Esta terça-feira, o Conselho de Ministros iniciou o processo para avançar com a proposta de colocar o direito ao aborto na Constituição e aprovou um pedido de parecer ao Conselho de Estado, o primeiro passo estabelecido na legislação de Espanha para uma mudança no texto constitucional.
Numa conferência de imprensa em Madrid após o Conselho de Ministros, a ministra da Igualdade, Ana Redondo, explicou que a proposta do Governo é introduzir um novo ponto no artigo 43.º da Constituição, relativo ao direito à saúde, com esta redação: "Reconhece-se o direito das mulheres à interrupção voluntária da gravidez. O exercício deste direito será em qualquer caso garantido pelos poderes públicos em condições de igualdade efetiva, assim como a proteção dos direitos fundamentais das mulheres."
Ana Redondo afirmou que é preciso "blindar" o direito ao aborto na Constituição face "à onda reacionária" atual em Espanha e no resto do mundo, que fez do corte dos direitos das mulheres "um campo de batalha" e tem também "reduzido a saúde pública".

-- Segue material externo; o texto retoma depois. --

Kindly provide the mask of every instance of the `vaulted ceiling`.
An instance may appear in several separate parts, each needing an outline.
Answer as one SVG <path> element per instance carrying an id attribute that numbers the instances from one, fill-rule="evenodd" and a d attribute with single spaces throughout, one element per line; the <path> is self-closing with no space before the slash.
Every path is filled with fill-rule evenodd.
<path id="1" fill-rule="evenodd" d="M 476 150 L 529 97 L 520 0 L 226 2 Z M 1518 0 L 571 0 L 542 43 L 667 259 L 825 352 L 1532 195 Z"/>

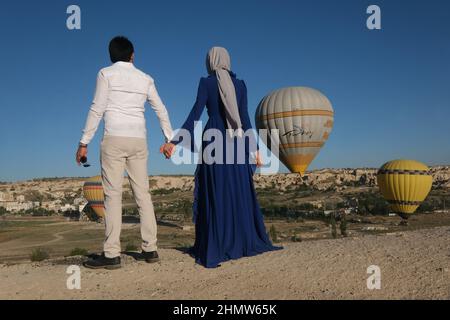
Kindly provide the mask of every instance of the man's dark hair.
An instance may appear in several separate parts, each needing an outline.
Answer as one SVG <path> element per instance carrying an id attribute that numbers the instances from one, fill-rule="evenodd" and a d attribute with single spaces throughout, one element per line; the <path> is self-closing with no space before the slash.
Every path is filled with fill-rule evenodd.
<path id="1" fill-rule="evenodd" d="M 117 61 L 130 62 L 133 52 L 133 44 L 126 37 L 114 37 L 109 42 L 109 57 L 112 63 Z"/>

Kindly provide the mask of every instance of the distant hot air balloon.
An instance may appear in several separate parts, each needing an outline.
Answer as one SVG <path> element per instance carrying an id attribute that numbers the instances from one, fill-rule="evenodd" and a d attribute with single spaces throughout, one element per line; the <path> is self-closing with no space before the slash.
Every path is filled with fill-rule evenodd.
<path id="1" fill-rule="evenodd" d="M 258 129 L 278 129 L 280 160 L 303 175 L 333 128 L 334 112 L 321 92 L 289 87 L 265 96 L 255 114 Z M 268 145 L 272 149 L 271 145 Z"/>
<path id="2" fill-rule="evenodd" d="M 427 197 L 433 177 L 421 162 L 393 160 L 378 170 L 377 181 L 391 210 L 407 219 Z"/>
<path id="3" fill-rule="evenodd" d="M 103 202 L 105 196 L 103 194 L 102 177 L 95 176 L 87 179 L 83 185 L 83 194 L 88 201 L 88 205 L 94 210 L 97 216 L 103 218 L 105 216 Z"/>

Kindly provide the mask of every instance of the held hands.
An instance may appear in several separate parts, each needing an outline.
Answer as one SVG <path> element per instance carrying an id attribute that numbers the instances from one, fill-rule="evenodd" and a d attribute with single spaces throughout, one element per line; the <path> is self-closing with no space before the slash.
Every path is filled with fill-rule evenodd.
<path id="1" fill-rule="evenodd" d="M 166 157 L 166 159 L 170 159 L 170 157 L 172 156 L 172 154 L 174 153 L 176 149 L 176 146 L 171 143 L 171 142 L 167 142 L 164 143 L 160 148 L 159 148 L 159 152 L 164 154 L 164 156 Z"/>
<path id="2" fill-rule="evenodd" d="M 170 157 L 172 157 L 173 153 L 175 152 L 176 146 L 173 143 L 164 143 L 160 148 L 159 148 L 159 152 L 164 154 L 164 156 L 166 157 L 166 159 L 170 159 Z M 258 168 L 262 167 L 263 163 L 261 160 L 261 154 L 259 153 L 259 151 L 256 151 L 255 153 L 255 162 L 256 162 L 256 166 Z"/>
<path id="3" fill-rule="evenodd" d="M 255 162 L 256 162 L 256 166 L 258 168 L 262 167 L 261 154 L 259 153 L 259 151 L 256 151 L 256 153 L 255 153 Z"/>

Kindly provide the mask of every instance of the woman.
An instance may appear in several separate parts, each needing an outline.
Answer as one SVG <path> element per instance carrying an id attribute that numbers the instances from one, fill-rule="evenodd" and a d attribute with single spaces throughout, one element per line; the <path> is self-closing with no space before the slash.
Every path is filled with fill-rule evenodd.
<path id="1" fill-rule="evenodd" d="M 256 143 L 246 142 L 245 162 L 242 163 L 237 161 L 237 140 L 246 139 L 245 136 L 238 135 L 229 140 L 234 149 L 234 162 L 226 162 L 226 152 L 231 149 L 225 143 L 227 134 L 231 132 L 228 129 L 242 129 L 244 132 L 251 129 L 245 83 L 231 72 L 230 56 L 226 49 L 213 47 L 206 62 L 209 76 L 200 79 L 197 100 L 182 129 L 188 130 L 193 137 L 194 122 L 199 120 L 206 105 L 209 120 L 204 132 L 216 129 L 223 137 L 223 154 L 220 155 L 217 150 L 212 152 L 219 163 L 203 158 L 195 172 L 195 244 L 192 254 L 197 263 L 214 268 L 229 259 L 281 248 L 271 244 L 256 199 L 253 186 L 255 168 L 249 160 L 251 145 L 256 146 Z M 161 148 L 161 152 L 170 157 L 179 142 L 179 137 L 175 137 Z M 202 150 L 210 143 L 212 141 L 203 141 Z M 193 149 L 193 144 L 190 147 Z M 256 164 L 260 165 L 258 153 Z"/>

A ministra considerou que a legislação da IVG não é suficiente, como já se provou em Espanha, onde governos regionais do PP, sobretudo aquele que têm apoio do Vox, têm avançado ou tentado avançar com medidas que limitam o acesso ao aborto, num país em que a tutela da saúde é dos executivos autonómicos.
Alterar a Constituição exige uma maioria de pelo menos três quintos do parlamento e esta não será uma "reforma simples", admitiu Ana Redondo.
O PP tem o maior grupo parlamentar e os partidos da geringonça que apoiam o Governo liderado pelos socialistas (e que estão potencialmente a favor da proposta) não representam três quintos dos deputados.
A ministra considerou que o importante nesta fase é "lançar o debate", prometeu diálogo com todos os partidos e apelou ao PP.
"No PP há duas almas, uma alma que provavelmente se juntaria à maioria para a reforma da Constituição e outra que se junta à extrema-direita. Não vamos dar um passo atrás. Apelo ao sentido de Estado do PP, merecemos este reconhecimento constitucional, espero que o PP esteja à altura desse desafio", afirmou.
A direção nacional do PP, liderada por Alberto Núñez Feijóo, demarcou-se das declarações da líder do partido em Madrid (Ayuso), mas numa primeira reação ao anúncio de Sánchez rejeitou a possibilidade de apoiar a inclusão do direito à IVG na Constituição, o que inviabilizaria a sua aprovação.
França é atualmente o único país que reconhece de forma explícita o direito à IVG na Constituição, na sequência de uma alteração ao texto introduzida no ano passado. A atual lei do aborto em Espanha é de 2010 e estabelece o acesso gratuito à IVG e a pedido da mulher até às 14 semanas de gestação. Por motivos de saúde da mulher ou do feto, a IVG pode ser solicitada até às 22 semanas. Em caso de doença e anomalia extremamente grave do feto pode ser feita após este prazo.